The school marketing efforts of the large soda companies have not gone entirely unopposed. Administrators in San Francisco and Seattle have refused to allow any advertising in their schools. “It’s our responsibility to make it clear that schools are here to serve children, not commercial interests,” declared a member of the San Francisco Board of Education. Individual protests have occurred as well. In March of 1998, 1,200 students at Greenbrier High School in Evans, Georgia, assembled in the school parking lot, many of them wearing red and white clothing, to spell out the word “Coke.” It was Coke in Education Day at the school, and a dozen Coca-Cola executives had come for the occasion.

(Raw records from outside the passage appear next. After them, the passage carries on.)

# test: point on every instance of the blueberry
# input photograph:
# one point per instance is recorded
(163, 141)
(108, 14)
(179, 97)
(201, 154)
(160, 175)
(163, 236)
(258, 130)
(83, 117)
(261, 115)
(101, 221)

Greenbrier High was hoping for a $500 prize, which had been offered to the local high school that came up with the best marketing plan for Coca-Cola discount cards. As part of the festivities, Coke executives had lectured the students on economics and helped them bake a Coca-Cola cake. A photographer was hoisted above the parking lot by a crane, ready to record the human C-O-K-E for posterity. When the photographer started to take pictures, Mike Cameron — a Greenbrier senior, standing amid the letter C — suddenly revealed a T-shirt that said “Pepsi.” His act of defiance soon received nationwide publicity, as did the fact that he was immediately suspended from school. The principal said Cameron could have been suspended for a week for the prank, but removed him from classes for just a day. “I don’t consider this a prank,” Mike Cameron told the Washington Post. “I like to be an individual. That’s the way I am.”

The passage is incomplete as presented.